1
votes

Does anybody has been able to start structured streaming on Hadoop 2.6.0-cdh5.14.2 also using external libraries ( mainly the spark-sql-* ).

Update

Before anything else: Missing info from my previous post: Spark is at version 2.3.0

On my remote-friend suggestion I did this:

  1. I moved from python to Scala ( which is better supported and it's the native Spark language )
  2. I ran Structured Streaming using other sources than Kafka.

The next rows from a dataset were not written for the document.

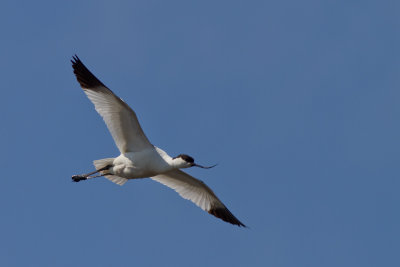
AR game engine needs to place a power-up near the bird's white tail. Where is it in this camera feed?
[93,158,128,185]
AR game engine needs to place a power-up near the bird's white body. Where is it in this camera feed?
[72,57,245,226]
[108,147,177,179]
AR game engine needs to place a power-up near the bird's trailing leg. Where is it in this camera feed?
[72,165,112,182]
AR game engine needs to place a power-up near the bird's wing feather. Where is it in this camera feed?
[150,170,246,227]
[71,56,153,153]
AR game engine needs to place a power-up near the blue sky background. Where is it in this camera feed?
[0,0,400,267]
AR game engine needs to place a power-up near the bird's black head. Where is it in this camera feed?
[174,154,216,169]
[174,154,194,163]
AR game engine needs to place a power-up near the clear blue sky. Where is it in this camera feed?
[0,0,400,267]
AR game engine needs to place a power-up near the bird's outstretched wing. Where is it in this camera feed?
[71,56,153,153]
[150,170,246,227]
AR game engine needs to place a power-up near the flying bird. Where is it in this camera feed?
[71,55,246,227]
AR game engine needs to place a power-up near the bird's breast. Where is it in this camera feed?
[112,150,171,179]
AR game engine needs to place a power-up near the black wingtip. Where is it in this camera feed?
[71,54,106,88]
[208,207,248,228]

I used a simple csv as source:

$ export SPARK_KAFKA_VERSION=0.10
$ spark2-shell 

scala> import org.apache.spark.sql.Encoders
scala> case class Amazon(EventId:String, DOCOMOEntitlementId:String, AmazonSubscriptionId:String, AmazonPlanId:String, DOCOMOUserId:String, MerchantAccountKey:String, ResellerKey:String, Status:String, CreatedDate:String, EndDate:String, ActivatedDate:String, FailedDate:String, ExpiryDate:String, LastUpdated:String, dateTimeStart:String, dateTimeEnd:String, referrerSource:String, reasonCode:String)
scala> val schema = Encoders.product[Amazon].schema
scala> val data = spark.readStream.schema(schema).csv("/user/ale/csv.csv").as[Amazon]

scala> data.isStreaming 
res0: Boolean = true

scala> val ss = data.writeStream.outputMode("append").format("console")
scala> ss.start()

Magically this code worked.

Cloudera claims that they don't support Structured Streaming, according to this, the following code, where I just changed the source, fails:

val data =spark.readStream.format("kafka")... 

Raising this exception:

java.lang.ClassNotFoundException: Failed to find data source: kafka. Please find packages at http://spark.apache.org/third-party-projects.html
  at org.apache.spark.sql.execution.datasources.DataSource$.lookupDataSource(DataSource.scala:635)
  at org.apache.spark.sql.streaming.DataStreamReader.load(DataStreamReader.scala:159)
  ... 49 elided
Caused by: java.lang.ClassNotFoundException: kafka.DefaultSource
  at scala.reflect.internal.util.AbstractFileClassLoader.findClass(AbstractFileClassLoader.scala:62)
  at java.lang.ClassLoader.loadClass(ClassLoader.java:424)
  at java.lang.ClassLoader.loadClass(ClassLoader.java:357)
  at org.apache.spark.sql.execution.datasources.DataSource$$anonfun$23$$anonfun$apply$15.apply(DataSource.scala:618)
  at org.apache.spark.sql.execution.datasources.DataSource$$anonfun$23$$anonfun$apply$15.apply(DataSource.scala:618)
  at scala.util.Try$.apply(Try.scala:192)
  at org.apache.spark.sql.execution.datasources.DataSource$$anonfun$23.apply(DataSource.scala:618)
  at org.apache.spark.sql.execution.datasources.DataSource$$anonfun$23.apply(DataSource.scala:618)
  at scala.util.Try.orElse(Try.scala:84)
  at org.apache.spark.sql.execution.datasources.DataSource$.lookupDataSource(DataSource.scala:618)
  ... 50 more

And I'm using only the provided Cloudera libraries ( no external jars ). Please note the

     $ export SPARK_KAFKA_VERSION=0.10

that is used to force the usage of the 0.10 version ( spark-streaming-kafka-.. ) since on the cluster also the 0.8 version exists. But there is no spark-sql-kafka jar.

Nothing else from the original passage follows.